ドイツ銀行、大規模リセッション到来を警告
ニューヨーク(CNN Business) ドイツ銀行は26日、 米連邦準備制度理事会(FRB)が行うかたくななインフレ抑制策により「大規模なリセッション(景気後退)」が起きると警鐘を鳴らした。同行は今月初め、米国が「緩やかな」リセッションに入ると大手金融機関で最初に予測し、世間を驚かせていた。
大規模なリセッションの見通しは、同行のエコノミストらが顧客向けの報告書の中で述べた。
ドイツ銀行によればインフレ率はピークを迎える可能性があるものの、問題はFRBが目標に掲げる2%にまで下がるには「長い時間」がかかることだという。このためFRBは金利を急激に引き上げ、それが経済に痛手をもたらす恐れがある。
結果的に、この後やってくるリセッションは従来の想定よりも深刻なものになると、ドイツ銀行のエコノミストらは指摘する。
米国の消費者物価は3月、8.5%上昇し、過去40年間での最速ペースを記録した。
ドイツ銀行は、より暗い見通しの背後にある最も重要な要因として、一般的な予想よりインフレが根強く継続する可能性に言及。
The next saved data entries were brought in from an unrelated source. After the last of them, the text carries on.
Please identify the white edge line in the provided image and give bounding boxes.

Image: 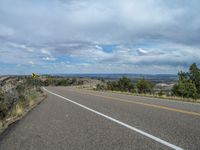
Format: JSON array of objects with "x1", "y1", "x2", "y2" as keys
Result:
[{"x1": 43, "y1": 87, "x2": 183, "y2": 150}]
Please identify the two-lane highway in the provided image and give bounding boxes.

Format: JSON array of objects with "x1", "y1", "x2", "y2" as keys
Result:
[{"x1": 0, "y1": 86, "x2": 200, "y2": 150}]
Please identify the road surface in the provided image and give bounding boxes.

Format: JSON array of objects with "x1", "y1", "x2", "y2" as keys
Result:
[{"x1": 0, "y1": 86, "x2": 200, "y2": 150}]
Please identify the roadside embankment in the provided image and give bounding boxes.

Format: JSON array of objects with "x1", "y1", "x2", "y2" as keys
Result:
[{"x1": 0, "y1": 77, "x2": 46, "y2": 134}]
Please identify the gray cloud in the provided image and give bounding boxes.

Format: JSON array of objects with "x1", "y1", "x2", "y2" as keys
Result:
[
  {"x1": 0, "y1": 0, "x2": 200, "y2": 74},
  {"x1": 0, "y1": 0, "x2": 200, "y2": 44}
]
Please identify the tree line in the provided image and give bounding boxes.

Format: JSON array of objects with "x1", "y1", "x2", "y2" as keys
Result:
[
  {"x1": 26, "y1": 76, "x2": 83, "y2": 86},
  {"x1": 97, "y1": 63, "x2": 200, "y2": 100},
  {"x1": 96, "y1": 76, "x2": 154, "y2": 94}
]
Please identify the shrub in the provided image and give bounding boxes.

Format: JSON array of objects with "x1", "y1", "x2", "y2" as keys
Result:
[
  {"x1": 136, "y1": 78, "x2": 153, "y2": 94},
  {"x1": 0, "y1": 95, "x2": 9, "y2": 119},
  {"x1": 158, "y1": 90, "x2": 164, "y2": 96},
  {"x1": 118, "y1": 76, "x2": 135, "y2": 92},
  {"x1": 96, "y1": 84, "x2": 106, "y2": 91},
  {"x1": 105, "y1": 77, "x2": 135, "y2": 92},
  {"x1": 172, "y1": 80, "x2": 198, "y2": 99},
  {"x1": 172, "y1": 63, "x2": 200, "y2": 99}
]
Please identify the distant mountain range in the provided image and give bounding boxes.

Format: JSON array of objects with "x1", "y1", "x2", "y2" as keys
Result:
[{"x1": 54, "y1": 73, "x2": 178, "y2": 84}]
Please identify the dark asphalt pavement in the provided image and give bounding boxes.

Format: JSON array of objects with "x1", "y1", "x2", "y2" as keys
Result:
[{"x1": 0, "y1": 86, "x2": 200, "y2": 150}]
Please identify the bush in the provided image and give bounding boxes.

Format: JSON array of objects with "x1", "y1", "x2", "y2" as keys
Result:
[
  {"x1": 136, "y1": 78, "x2": 153, "y2": 94},
  {"x1": 105, "y1": 76, "x2": 135, "y2": 92},
  {"x1": 172, "y1": 63, "x2": 200, "y2": 99},
  {"x1": 172, "y1": 80, "x2": 198, "y2": 99},
  {"x1": 0, "y1": 77, "x2": 43, "y2": 121},
  {"x1": 96, "y1": 84, "x2": 106, "y2": 91},
  {"x1": 118, "y1": 76, "x2": 135, "y2": 92},
  {"x1": 158, "y1": 90, "x2": 164, "y2": 96},
  {"x1": 107, "y1": 81, "x2": 118, "y2": 91},
  {"x1": 0, "y1": 94, "x2": 9, "y2": 119}
]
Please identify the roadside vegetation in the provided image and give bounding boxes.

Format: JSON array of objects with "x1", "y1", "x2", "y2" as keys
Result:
[
  {"x1": 0, "y1": 75, "x2": 84, "y2": 132},
  {"x1": 1, "y1": 63, "x2": 199, "y2": 132},
  {"x1": 96, "y1": 76, "x2": 154, "y2": 95},
  {"x1": 27, "y1": 76, "x2": 84, "y2": 87},
  {"x1": 42, "y1": 76, "x2": 84, "y2": 86},
  {"x1": 0, "y1": 77, "x2": 45, "y2": 132},
  {"x1": 95, "y1": 63, "x2": 200, "y2": 102},
  {"x1": 172, "y1": 63, "x2": 200, "y2": 99}
]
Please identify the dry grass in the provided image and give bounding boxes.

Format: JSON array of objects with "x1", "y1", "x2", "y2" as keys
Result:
[
  {"x1": 82, "y1": 87, "x2": 200, "y2": 104},
  {"x1": 14, "y1": 104, "x2": 24, "y2": 117},
  {"x1": 112, "y1": 90, "x2": 200, "y2": 103},
  {"x1": 0, "y1": 86, "x2": 46, "y2": 134}
]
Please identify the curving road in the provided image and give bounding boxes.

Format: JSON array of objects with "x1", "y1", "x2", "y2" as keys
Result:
[{"x1": 0, "y1": 86, "x2": 200, "y2": 150}]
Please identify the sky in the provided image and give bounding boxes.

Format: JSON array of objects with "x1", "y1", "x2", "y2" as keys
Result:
[{"x1": 0, "y1": 0, "x2": 200, "y2": 75}]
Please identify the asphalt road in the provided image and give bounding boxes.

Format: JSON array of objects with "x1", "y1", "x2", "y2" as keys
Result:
[{"x1": 0, "y1": 87, "x2": 200, "y2": 150}]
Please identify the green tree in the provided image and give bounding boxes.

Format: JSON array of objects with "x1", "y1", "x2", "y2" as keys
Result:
[
  {"x1": 117, "y1": 76, "x2": 134, "y2": 92},
  {"x1": 96, "y1": 84, "x2": 106, "y2": 90},
  {"x1": 107, "y1": 81, "x2": 118, "y2": 91},
  {"x1": 106, "y1": 77, "x2": 134, "y2": 92},
  {"x1": 172, "y1": 80, "x2": 197, "y2": 99},
  {"x1": 136, "y1": 78, "x2": 153, "y2": 94},
  {"x1": 189, "y1": 63, "x2": 200, "y2": 94},
  {"x1": 107, "y1": 81, "x2": 113, "y2": 90},
  {"x1": 172, "y1": 63, "x2": 200, "y2": 99}
]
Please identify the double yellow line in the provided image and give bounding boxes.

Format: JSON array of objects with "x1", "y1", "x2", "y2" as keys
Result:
[{"x1": 70, "y1": 89, "x2": 200, "y2": 117}]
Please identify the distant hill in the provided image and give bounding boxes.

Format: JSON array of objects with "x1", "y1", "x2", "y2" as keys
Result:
[{"x1": 53, "y1": 74, "x2": 178, "y2": 84}]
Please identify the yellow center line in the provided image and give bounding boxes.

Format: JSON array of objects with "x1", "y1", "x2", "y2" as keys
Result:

グローバル化の逆行や気候変動のほか、ウクライナでの戦争と、中国における新型コロナ感染抑止策としてのロックダウン(都市封鎖)に起因するサプライチェーン(供給網)の一段の寸断がこうした傾向に拍車をかけていると分析した。
さらに今後のインフレ期待の増大が、実際のインフレを後押しするだろうとも述べた。
一方、米金融大手のゴールドマン・サックスは22日、高インフレと賃金上昇の抑え込みは「極めて困難」だと認めつつ、リセッションは「不可避ではない」と強調。
スイス金融大手UBSも25日、FRBが利上げでインフレ抑制を図っても経済の拡大は続き、リセッションには入らないとの見通しを示した。